I would like to thank Leonard Oliveira and Angelo Salese, who helped out without hesitation. Leonard has asked his friends and found out a person who owns an original Gemini Wing board and would be willing to provide informations about the clock frequencies of the original board as well as a video showing how the ending sequence is meant to look like. Angelo needed no explanations; he figured everything out on his own starting from my videos, implemented raster effects for MAME's Tecmo driver, added my undumped romset to MAME and corrected the clock frequency and display timings for the game according to the ones my board is generating. Suprise surprise, with these changes implemented, MAME started behaving exactly the same as my board does.
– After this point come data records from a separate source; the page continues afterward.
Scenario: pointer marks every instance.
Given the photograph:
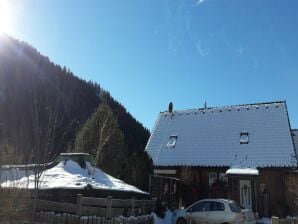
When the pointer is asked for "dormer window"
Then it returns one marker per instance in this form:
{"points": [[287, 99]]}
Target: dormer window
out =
{"points": [[172, 141], [244, 138]]}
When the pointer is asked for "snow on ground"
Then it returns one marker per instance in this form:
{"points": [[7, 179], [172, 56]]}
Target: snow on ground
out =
{"points": [[264, 221], [66, 174], [166, 220]]}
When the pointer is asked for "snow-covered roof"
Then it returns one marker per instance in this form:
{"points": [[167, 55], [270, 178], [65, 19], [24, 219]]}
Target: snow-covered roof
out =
{"points": [[252, 135], [242, 171], [67, 175], [295, 140]]}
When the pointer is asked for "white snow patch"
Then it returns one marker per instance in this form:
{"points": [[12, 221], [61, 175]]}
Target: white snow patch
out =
{"points": [[66, 174], [166, 220], [242, 171], [264, 221]]}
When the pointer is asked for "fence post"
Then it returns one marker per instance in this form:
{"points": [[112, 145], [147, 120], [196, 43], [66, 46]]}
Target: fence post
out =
{"points": [[79, 202], [109, 207], [133, 206]]}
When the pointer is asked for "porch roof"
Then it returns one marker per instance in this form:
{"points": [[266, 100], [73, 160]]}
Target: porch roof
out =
{"points": [[242, 171]]}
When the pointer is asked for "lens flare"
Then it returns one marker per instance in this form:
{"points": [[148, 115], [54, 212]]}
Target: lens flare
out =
{"points": [[5, 16]]}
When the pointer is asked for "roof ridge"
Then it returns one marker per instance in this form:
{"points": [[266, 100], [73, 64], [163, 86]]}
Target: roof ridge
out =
{"points": [[230, 106]]}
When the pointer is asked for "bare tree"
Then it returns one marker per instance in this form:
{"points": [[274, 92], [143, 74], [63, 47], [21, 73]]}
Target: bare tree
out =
{"points": [[47, 117]]}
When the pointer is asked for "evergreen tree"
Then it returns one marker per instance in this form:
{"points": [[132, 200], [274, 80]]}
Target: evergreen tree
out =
{"points": [[102, 138]]}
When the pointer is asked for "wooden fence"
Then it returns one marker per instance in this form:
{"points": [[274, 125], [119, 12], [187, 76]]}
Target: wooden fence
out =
{"points": [[276, 220], [52, 218], [100, 207]]}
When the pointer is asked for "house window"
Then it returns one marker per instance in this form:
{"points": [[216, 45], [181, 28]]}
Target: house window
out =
{"points": [[244, 138], [172, 141], [212, 178], [218, 179]]}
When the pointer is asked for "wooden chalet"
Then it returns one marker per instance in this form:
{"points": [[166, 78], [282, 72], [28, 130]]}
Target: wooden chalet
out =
{"points": [[243, 152]]}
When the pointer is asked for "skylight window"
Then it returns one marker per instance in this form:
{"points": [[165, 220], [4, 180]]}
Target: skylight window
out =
{"points": [[172, 141], [244, 138]]}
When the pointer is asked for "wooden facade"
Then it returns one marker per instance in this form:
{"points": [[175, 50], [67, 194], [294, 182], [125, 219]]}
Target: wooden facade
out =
{"points": [[266, 191]]}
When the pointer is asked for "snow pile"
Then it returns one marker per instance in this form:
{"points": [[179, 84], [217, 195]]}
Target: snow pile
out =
{"points": [[66, 174]]}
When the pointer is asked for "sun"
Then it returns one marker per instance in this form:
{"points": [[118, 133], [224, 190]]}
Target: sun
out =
{"points": [[5, 16]]}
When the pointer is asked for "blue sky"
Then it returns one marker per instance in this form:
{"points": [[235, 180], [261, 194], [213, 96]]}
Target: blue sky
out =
{"points": [[148, 53]]}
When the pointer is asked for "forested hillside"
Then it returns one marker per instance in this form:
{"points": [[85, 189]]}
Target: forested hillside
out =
{"points": [[43, 107]]}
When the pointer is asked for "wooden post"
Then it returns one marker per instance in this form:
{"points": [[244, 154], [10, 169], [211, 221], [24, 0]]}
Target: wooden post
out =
{"points": [[133, 206], [109, 207], [149, 187], [79, 204]]}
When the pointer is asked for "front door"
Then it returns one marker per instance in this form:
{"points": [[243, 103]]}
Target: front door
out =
{"points": [[245, 193]]}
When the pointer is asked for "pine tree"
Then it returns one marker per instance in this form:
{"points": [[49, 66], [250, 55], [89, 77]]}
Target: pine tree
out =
{"points": [[102, 138]]}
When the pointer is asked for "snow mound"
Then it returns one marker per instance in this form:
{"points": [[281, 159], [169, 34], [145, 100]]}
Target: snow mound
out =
{"points": [[66, 174]]}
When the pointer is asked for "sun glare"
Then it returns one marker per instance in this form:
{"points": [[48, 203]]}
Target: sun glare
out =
{"points": [[5, 16]]}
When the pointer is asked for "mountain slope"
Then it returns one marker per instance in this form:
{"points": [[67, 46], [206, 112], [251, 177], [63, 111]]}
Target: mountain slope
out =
{"points": [[43, 106]]}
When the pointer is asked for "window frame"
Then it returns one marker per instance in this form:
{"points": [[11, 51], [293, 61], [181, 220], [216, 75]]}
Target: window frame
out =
{"points": [[243, 140]]}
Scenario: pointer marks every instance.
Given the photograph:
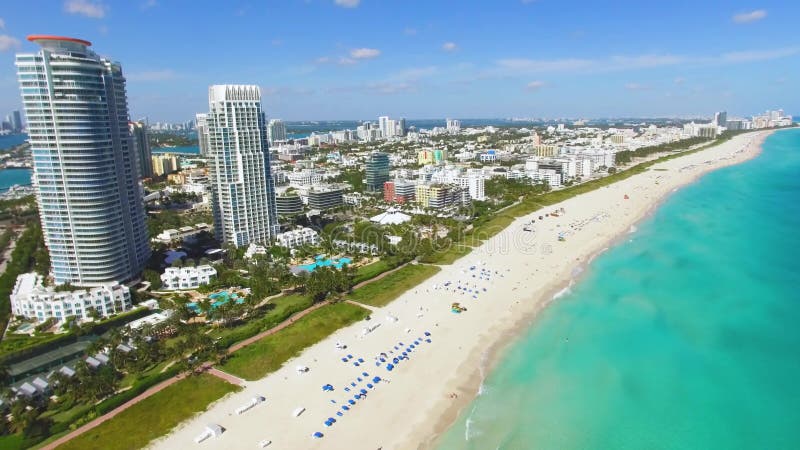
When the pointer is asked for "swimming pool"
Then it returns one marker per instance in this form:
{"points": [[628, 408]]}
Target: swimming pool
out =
{"points": [[321, 261]]}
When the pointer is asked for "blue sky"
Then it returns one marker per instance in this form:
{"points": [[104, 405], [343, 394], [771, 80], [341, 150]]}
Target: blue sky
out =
{"points": [[357, 59]]}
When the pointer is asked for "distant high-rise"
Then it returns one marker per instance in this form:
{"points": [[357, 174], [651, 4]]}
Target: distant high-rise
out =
{"points": [[85, 174], [141, 146], [453, 125], [383, 125], [377, 171], [202, 133], [242, 187], [276, 131]]}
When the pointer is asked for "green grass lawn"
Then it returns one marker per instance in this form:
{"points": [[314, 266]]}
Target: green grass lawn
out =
{"points": [[155, 416], [364, 273], [388, 288], [276, 311], [267, 355]]}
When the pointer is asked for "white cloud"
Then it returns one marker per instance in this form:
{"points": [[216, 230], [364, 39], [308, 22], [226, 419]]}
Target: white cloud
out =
{"points": [[534, 86], [391, 88], [751, 16], [636, 87], [95, 10], [415, 73], [8, 43], [152, 75], [364, 53], [347, 3], [523, 65], [343, 61]]}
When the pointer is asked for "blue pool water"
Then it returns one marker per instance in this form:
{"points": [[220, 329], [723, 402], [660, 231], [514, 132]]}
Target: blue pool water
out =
{"points": [[684, 337], [321, 261]]}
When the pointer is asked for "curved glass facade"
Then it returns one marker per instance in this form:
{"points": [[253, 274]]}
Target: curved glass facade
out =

This confirmed that my hardware was actually fine, but is just as far as one can get without verified data. As soon as Leonard's friend will post back the video clock frequency and the main CPU clock frequency as used on his original board I will be able to patch mine with the right crystal and oscillator to obtain the same result as the original; provided my board doesn't hide other issues, that is. And of course these data will also end up in MAME for the good of the community.
NOTE: the changes have been applied to MAME's source code just a week ago. If you want to try them out immediately then you need to get the source code from GIT and recompile MAME yourself. Otherwise you need to wait until version 0.178 is out.